Download the dataset and keep it ready, because you will modify the dataset for future use cases to simulate the inserts, updates, and deletes. The sample dataset generated for you will be entirely different than what you see in the preceding example.

To run the job, complete the following steps:

  1. On the AWS Glue console, choose Jobs in the navigation pane.
  2. Choose the job src-to-processed.
  3. On the Runs tab, choose Run.

When the AWS Glue job is run for the first time, the job reads the employee dataset from the landing bucket path and ingests the data to the processed bucket as a Delta table.

When the job is complete, you can create a crawler to see the initial data load. The following screenshot shows the database available on the Databases page.

  1. Choose Crawlers in the navigation pane.
  2. Choose Create crawler.

  1. Name your crawler delta-lake-crawler, then choose Next.

  1. Select Not yet for data already mapped to AWS Glue tables.
  2. Choose Add a data source.

  1. On the Data source drop-down menu, choose Delta Lake.
  2. Enter the path to the Delta table.
  3. Select Create Native tables.
  4. Choose Add a Delta Lake data source.

  1. Choose Next.

  1. Choose the role that was created by the CloudFormation template, then choose Next.

  1. Choose the database that was created by the CloudFormation template, then choose Next.

  1. Choose Create crawler.

  1. Select your crawler and choose Run.

Query the data

After the crawler is complete, you can see the table it created.

To query the data, complete the following steps:

  1. Choose the employee table and on the Actions menu, choose View data.

You’re redirected to the Athena console. If you don’t have the latest Athena engine, create a new Athena workgroup with the latest Athena engine.

  1. Under Administration in the navigation pane, choose Workgroups.

  1. Choose Create workgroup.

  1. Provide a name for the workgroup, such as DeltaWorkgroup.
  2. Select Athena SQL as the engine, and choose Athena engine version 3 for Query engine version.

  1. Choose Create workgroup.

  1. After you create the workgroup, select the workgroup (DeltaWorkgroup) on the drop-down menu in the Athena query editor.
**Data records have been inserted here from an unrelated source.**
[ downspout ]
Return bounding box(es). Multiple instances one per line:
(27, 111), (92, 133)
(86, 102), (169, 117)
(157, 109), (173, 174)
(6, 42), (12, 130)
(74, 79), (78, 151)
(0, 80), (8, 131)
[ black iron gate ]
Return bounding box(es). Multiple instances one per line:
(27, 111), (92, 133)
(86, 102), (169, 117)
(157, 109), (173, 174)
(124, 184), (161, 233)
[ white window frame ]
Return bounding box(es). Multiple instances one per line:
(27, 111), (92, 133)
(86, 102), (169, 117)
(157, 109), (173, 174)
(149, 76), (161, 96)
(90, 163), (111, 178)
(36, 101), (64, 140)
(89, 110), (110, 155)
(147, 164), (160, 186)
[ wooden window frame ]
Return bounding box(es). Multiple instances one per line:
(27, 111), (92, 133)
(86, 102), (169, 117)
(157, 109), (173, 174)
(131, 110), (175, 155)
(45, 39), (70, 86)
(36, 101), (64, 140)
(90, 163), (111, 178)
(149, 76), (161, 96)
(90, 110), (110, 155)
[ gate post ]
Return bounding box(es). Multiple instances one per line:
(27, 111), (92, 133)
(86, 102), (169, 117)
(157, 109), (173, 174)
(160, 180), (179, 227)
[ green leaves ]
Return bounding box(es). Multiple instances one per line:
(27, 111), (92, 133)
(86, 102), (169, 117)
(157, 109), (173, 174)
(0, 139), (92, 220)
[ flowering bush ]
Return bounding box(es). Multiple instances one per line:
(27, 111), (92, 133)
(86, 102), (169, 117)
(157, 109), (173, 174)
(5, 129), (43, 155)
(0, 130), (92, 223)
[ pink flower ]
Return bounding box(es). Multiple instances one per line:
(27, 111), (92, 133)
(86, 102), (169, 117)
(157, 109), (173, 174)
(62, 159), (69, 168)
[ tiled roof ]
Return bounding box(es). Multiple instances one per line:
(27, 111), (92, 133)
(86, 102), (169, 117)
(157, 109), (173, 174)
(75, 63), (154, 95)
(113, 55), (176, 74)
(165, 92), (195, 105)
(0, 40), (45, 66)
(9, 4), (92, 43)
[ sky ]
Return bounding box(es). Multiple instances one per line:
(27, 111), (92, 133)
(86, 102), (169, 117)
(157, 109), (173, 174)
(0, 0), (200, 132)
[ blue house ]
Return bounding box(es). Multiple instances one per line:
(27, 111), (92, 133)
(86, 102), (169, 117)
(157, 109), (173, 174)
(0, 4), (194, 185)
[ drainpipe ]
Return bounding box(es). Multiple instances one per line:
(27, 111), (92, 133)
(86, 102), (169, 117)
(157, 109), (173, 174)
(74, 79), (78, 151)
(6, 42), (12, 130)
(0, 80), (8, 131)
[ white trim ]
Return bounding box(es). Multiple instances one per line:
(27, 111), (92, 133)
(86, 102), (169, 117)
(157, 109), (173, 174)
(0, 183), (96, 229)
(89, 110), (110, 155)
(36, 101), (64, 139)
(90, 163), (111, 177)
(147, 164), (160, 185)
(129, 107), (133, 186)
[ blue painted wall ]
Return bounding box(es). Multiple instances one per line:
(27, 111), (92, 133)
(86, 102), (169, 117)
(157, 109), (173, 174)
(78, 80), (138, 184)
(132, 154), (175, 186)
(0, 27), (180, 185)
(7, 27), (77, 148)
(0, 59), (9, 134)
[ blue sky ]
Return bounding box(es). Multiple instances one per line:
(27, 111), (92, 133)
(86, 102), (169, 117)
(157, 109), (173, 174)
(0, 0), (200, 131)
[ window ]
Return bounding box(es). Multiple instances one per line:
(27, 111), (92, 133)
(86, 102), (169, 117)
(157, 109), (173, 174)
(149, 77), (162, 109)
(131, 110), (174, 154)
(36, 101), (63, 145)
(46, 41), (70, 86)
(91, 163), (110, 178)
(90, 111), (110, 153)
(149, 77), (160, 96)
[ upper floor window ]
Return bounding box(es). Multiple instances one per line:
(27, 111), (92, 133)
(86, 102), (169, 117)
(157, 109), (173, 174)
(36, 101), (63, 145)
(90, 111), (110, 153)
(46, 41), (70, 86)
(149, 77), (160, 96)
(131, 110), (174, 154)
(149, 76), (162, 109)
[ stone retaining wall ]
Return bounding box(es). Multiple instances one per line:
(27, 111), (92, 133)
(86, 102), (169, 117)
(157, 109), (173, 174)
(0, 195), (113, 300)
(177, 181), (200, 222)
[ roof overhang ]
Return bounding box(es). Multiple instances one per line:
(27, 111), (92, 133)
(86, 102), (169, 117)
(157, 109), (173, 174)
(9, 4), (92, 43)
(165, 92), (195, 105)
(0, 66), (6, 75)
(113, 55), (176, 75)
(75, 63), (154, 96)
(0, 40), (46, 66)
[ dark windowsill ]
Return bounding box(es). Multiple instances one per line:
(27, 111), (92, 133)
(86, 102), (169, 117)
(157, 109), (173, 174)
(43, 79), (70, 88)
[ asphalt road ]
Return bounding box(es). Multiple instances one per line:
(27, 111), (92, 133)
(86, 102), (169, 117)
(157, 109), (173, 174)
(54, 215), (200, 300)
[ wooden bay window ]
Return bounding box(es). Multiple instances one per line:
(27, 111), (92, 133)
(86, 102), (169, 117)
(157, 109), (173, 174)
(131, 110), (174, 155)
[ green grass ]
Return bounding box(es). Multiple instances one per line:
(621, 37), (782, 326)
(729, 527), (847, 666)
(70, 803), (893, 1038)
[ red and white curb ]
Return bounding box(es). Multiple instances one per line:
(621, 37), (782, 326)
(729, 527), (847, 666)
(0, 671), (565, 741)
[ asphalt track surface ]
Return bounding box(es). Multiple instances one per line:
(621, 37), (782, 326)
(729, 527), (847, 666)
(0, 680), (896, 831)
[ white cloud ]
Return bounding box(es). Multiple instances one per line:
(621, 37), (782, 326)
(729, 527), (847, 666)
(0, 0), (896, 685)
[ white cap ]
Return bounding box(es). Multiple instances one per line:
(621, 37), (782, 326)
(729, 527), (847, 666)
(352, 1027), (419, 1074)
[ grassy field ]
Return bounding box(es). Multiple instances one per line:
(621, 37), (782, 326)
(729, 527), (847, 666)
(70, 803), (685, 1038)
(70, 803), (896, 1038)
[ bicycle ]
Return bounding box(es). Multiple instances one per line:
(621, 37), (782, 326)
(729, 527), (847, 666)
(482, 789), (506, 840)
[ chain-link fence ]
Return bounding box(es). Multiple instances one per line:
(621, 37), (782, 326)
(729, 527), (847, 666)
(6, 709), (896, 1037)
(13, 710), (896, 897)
  1. Run the following query on the employee table:
SELECT * FROM "deltalake_2438fbd0"."employee";

Note: Update the correct database name from the CloudFormation outputs before running the above query.

You can observe that the employee table has 25 records. The following screenshot shows the total employee records with some sample records.

The Delta table is stored with an emp_key, which is unique to each and every change and is used to track the changes. The emp_key is created for every insert, update, and delete, and can be used to find all the changes pertaining to a single emp_id.

The emp_key is created using the SHA256 hashing algorithm, as shown in the following code:

df.withColumn("emp_key", sha2(concat_ws("||", col("emp_id"), col("first_name"), col("last_name"), col("Address"),
            col("phone_number"), col("isContractor")), 256))

Perform inserts, updates, and deletes

Before making changes to the dataset, let’s run the same job one more time. Assuming that the current load from the source is the same as the initial load with no changes, the AWS Glue job shouldn’t make any changes to the dataset. After the job is complete, run the previous Select query in the Athena query editor and confirm that there are still 25 active records with the following values:

  • All 25 records with the column isCurrent=true
  • All 25 records with the column end_date=Null
  • All 25 records with the column delete_flag=false

After you confirm the previous job run with these values, let’s modify our initial dataset with the following changes:

  1. Change the isContractor flag to false (change it to true if your dataset already shows false) for emp_id=12.
  2. Delete the entire row where emp_id=8 (make sure to save the record in a text editor, because we use this record in another use case).
  3. Copy the row for emp_id=25 and insert a new row. Change the emp_id to be 26, and make sure to change the values for other columns as well.

After we make these changes, the employee source dataset looks like the following code (for readability, we have only included the changed records as described in the preceding three steps):

{"emp_id":12,"first_name":"Nicholas","last_name":"Aguirre","Address":"7474 Joyce Meadows\nLake Billy, WA 40750","phone_number":"495.259.9738","isContractor":false}
{"emp_id":26,"first_name":"John-copied","last_name":"Hamilton-copied","Address":"6000 Barnes Plain\nHarrisville-city, NC 5000","phone_number":"444-467-5286x20961","isContractor":true}
  1. Now, upload the changed fake_emp_data.json file to the same source prefix.

  1. After you upload the changed employee dataset to Amazon S3, navigate to the AWS Glue console and run the job.
  2. When the job is complete, run the following query in the Athena query editor and confirm that there are 27 records in total with the following values:
SELECT * FROM "deltalake_2438fbd0"."employee";

Note: Update the correct database name from the CloudFormation output before running the above query.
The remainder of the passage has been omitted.